Chicago – Attorney General Kwame Raoul, as part of a coalition of 15 attorneys general, today filed a comment letter supporting the Biden administration’s proposed rules that would strengthen the federal Endangered Species Act (ESA). In the letter, Raoul and the coalition also urge that the unlawful amendments adopted by the Trump administration should be fully rescinded.
The ESA is intended to halt and reverse the trend toward species extinction. The federal government’s current rules dramatically weakened protections and reduced federal ESA enforcement and consultation, putting these endangered and threatened species at risk of extinction and risking damage to their habitats. Over 30 species listed as endangered or threatened under the ESA reside in Illinois.
“The ESA protects over a thousand threatened or endangered species. I urge the federal government to rescind the unlawful amendments and strengthen protections to ensure these species and their environments are not at risk,” Raoul said. “I will continue to fight for federal attempts to strengthen environmental protections.”
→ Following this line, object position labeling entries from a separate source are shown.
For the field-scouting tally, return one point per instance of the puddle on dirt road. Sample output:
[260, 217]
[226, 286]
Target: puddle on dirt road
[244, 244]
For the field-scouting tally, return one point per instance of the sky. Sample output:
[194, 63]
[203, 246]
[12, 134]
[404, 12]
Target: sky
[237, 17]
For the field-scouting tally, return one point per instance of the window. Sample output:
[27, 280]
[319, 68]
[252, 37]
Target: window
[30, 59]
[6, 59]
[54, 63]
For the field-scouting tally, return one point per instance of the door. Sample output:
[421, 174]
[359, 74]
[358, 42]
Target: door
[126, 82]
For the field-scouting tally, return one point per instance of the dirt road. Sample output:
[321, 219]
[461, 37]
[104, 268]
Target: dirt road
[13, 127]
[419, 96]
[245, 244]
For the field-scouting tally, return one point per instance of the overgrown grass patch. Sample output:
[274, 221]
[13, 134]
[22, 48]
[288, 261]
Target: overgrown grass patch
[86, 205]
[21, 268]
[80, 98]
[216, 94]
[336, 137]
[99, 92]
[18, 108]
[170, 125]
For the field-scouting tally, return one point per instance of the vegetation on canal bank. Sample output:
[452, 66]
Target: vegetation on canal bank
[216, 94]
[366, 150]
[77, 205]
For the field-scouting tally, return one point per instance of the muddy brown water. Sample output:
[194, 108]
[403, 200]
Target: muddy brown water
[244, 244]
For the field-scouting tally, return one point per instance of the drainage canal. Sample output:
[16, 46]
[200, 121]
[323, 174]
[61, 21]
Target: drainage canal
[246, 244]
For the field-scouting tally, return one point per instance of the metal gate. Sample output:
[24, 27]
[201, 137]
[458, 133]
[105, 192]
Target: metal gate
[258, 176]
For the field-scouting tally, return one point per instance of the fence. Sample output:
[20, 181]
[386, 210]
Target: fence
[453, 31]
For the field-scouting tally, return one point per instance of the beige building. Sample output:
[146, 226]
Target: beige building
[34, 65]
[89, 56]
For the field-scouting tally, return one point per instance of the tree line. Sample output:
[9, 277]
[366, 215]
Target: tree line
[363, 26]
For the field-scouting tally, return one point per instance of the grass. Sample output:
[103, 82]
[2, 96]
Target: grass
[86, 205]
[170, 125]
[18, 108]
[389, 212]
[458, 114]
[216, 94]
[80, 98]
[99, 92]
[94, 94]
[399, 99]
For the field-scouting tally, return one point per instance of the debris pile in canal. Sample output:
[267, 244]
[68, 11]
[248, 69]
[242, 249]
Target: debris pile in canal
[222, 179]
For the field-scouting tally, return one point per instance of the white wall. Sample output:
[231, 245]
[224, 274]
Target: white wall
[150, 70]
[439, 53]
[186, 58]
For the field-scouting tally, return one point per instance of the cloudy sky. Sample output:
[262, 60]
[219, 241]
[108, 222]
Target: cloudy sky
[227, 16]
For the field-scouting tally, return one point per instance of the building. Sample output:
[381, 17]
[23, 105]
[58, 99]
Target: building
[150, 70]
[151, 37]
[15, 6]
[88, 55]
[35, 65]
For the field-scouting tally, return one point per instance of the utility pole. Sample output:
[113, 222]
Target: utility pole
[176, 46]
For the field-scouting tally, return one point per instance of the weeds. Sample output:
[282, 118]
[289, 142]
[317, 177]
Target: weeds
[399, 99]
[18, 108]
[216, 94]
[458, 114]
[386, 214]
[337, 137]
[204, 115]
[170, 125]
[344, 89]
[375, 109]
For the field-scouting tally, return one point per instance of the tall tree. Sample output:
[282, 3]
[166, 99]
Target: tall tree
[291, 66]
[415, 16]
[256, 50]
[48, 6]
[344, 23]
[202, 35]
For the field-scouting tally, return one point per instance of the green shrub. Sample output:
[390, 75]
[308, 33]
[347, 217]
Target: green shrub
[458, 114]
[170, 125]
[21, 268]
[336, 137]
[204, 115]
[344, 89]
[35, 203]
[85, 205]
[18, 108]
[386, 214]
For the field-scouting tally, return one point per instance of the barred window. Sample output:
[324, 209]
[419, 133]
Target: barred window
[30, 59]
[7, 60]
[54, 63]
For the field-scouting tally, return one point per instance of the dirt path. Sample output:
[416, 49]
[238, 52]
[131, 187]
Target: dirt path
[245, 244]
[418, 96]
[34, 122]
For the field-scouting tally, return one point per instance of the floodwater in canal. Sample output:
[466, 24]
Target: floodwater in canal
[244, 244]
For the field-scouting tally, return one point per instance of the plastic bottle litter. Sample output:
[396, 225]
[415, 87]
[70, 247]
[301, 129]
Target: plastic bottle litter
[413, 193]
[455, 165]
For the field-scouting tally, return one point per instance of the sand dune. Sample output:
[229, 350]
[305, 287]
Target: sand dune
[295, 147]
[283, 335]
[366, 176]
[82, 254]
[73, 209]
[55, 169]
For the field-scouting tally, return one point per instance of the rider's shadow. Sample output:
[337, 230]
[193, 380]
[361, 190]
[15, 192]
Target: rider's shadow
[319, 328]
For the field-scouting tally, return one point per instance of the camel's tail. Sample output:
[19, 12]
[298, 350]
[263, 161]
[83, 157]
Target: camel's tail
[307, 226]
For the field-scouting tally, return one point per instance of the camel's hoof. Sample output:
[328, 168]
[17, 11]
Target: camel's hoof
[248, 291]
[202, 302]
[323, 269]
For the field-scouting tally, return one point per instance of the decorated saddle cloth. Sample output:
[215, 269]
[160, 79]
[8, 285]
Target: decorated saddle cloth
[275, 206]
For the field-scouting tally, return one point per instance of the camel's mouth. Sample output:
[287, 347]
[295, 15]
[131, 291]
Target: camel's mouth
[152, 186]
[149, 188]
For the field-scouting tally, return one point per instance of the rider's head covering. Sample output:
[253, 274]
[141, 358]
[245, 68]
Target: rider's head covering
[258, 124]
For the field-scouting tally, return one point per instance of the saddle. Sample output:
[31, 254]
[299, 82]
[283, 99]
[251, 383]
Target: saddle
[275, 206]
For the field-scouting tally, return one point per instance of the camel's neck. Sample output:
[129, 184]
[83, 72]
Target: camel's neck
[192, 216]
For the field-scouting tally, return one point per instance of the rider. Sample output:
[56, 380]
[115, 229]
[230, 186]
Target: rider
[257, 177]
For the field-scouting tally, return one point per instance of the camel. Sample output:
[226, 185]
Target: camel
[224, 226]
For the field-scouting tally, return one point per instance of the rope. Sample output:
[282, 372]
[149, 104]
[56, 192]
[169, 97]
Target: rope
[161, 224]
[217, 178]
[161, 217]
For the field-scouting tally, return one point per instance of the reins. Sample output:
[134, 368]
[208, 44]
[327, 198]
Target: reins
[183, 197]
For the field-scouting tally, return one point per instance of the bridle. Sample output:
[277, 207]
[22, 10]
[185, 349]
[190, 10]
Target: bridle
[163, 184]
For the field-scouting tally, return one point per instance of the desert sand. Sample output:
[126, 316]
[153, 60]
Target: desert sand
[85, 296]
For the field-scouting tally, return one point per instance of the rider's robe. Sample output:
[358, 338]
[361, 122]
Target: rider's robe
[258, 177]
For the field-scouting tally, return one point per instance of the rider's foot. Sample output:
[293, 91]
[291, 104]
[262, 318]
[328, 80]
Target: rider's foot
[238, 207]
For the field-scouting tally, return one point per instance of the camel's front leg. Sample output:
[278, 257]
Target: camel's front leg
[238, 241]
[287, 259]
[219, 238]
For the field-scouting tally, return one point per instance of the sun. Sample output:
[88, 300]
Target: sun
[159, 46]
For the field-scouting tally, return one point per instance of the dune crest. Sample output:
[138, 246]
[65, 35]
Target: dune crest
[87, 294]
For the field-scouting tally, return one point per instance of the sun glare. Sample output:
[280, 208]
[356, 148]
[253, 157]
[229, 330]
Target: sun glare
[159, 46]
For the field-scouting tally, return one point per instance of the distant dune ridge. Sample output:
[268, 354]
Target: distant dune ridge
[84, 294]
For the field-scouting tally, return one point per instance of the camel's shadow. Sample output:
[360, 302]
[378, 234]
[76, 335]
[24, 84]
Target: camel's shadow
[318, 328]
In 2019, the U.S. Fish and Wildlife Service (FWS) and National Marine Fisheries Service (NFMS) finalized three rules that dramatically altered longstanding ESA regulations governing protections for newly listed threatened species. Changes were made to the processes for listing and delisting species as endangered or threatened and for designating critical habitat, and the requirements for evaluating and mitigating the effects of proposed federal agency actions on listed species and critical habitat.
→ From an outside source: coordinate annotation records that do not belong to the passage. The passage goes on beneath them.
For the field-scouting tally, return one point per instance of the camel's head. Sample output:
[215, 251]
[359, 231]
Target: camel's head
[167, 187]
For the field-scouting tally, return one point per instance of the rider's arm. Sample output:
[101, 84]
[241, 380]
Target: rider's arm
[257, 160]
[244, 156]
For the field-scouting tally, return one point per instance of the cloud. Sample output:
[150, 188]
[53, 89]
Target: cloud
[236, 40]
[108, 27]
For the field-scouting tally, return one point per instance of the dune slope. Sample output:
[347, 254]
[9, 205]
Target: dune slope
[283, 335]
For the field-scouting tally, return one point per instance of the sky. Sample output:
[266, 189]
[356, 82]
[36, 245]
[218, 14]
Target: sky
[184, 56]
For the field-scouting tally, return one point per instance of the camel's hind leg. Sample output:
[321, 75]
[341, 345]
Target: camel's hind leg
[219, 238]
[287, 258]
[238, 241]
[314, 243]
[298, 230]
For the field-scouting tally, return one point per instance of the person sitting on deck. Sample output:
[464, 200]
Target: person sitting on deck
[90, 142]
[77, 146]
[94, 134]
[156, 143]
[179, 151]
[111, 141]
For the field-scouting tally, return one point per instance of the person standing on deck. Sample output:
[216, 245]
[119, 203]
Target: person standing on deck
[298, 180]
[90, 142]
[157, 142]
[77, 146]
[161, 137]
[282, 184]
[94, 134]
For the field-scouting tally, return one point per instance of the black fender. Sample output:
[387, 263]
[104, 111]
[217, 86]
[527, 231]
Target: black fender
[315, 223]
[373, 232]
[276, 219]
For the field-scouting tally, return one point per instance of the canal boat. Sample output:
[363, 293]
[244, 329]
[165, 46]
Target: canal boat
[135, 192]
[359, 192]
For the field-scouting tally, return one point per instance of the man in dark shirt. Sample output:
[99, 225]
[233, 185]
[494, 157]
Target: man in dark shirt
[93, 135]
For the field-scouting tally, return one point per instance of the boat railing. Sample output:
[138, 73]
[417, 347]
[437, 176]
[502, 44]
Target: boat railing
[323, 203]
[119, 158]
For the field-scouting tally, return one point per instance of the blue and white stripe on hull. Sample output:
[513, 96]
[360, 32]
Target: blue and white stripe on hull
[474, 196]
Following the changes, Raoul and a coalition of 17 other attorneys general challenged these three rules in court as unlawful under the ESA. At the request of FWS and NFMS, the court remanded these three rules for reconsideration without vacating or ruling on the merits of the challenged rules. In other words, courts have yet to rule on whether the 2019 rules are unlawful, as the coalition of state attorneys general has argued.
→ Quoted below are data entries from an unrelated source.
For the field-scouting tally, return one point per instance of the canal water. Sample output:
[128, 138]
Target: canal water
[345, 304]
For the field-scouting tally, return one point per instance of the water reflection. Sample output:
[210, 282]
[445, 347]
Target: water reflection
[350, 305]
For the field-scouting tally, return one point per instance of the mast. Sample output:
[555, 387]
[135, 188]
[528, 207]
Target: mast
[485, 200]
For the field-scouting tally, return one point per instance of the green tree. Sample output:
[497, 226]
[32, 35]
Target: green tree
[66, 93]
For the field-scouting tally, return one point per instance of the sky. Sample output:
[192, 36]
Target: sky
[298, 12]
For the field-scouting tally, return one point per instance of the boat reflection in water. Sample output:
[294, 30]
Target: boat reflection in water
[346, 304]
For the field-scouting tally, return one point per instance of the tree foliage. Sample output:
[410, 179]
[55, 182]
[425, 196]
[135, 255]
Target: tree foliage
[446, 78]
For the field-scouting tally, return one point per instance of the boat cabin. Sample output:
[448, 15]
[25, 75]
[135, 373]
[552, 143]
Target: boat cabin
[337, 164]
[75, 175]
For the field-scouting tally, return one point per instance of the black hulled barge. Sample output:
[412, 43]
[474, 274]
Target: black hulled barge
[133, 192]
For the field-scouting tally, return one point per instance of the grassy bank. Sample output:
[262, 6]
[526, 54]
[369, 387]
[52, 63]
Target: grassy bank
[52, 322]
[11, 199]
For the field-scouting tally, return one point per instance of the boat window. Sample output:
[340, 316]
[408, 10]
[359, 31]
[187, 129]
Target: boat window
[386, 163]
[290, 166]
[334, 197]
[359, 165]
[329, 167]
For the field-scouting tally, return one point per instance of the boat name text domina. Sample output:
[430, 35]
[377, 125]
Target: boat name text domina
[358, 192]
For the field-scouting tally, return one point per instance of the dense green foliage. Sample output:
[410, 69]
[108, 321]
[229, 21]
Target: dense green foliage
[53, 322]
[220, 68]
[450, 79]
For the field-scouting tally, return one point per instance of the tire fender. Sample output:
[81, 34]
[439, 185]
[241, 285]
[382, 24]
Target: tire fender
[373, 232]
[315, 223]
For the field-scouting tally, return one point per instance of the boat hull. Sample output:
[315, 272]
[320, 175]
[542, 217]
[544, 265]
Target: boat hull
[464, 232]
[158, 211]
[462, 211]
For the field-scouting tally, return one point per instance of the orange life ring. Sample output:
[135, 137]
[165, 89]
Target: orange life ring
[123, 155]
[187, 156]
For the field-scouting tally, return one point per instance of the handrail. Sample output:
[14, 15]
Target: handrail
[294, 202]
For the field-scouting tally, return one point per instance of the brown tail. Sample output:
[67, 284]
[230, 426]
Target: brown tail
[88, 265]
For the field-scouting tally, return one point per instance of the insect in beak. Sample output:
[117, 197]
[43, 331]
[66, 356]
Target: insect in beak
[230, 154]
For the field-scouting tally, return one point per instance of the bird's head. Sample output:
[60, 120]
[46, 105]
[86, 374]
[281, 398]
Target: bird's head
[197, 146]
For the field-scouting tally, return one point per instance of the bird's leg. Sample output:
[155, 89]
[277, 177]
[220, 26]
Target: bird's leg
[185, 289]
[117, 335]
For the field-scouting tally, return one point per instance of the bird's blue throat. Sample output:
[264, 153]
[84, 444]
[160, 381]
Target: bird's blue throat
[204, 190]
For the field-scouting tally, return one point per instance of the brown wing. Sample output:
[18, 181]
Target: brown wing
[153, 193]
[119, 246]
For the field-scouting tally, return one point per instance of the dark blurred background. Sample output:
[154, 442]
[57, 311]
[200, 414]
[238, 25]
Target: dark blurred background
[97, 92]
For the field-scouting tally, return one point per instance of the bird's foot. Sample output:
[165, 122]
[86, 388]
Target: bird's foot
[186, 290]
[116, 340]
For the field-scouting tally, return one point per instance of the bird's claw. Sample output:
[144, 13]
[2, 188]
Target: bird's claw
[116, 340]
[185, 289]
The new proposed rules would largely rescind the earlier rollback that reduced protections for newly listed threatened species and for species listings and critical habitat designations. It would, however, leave intact most of the unlawful regulatory requirements concerning when federal agencies must consult with the FWS and NFMS on endangered or threatened species. Raoul and the attorneys general argue in their letter that these requirements should be removed.
Joining Raoul in filing letter are the attorneys general of California, Connecticut, the District of Columbia, Maryland, Massachusetts, Michigan, Minnesota, New Jersey, New York, Oregon, Pennsylvania, Rhode Island, Vermont and Washington.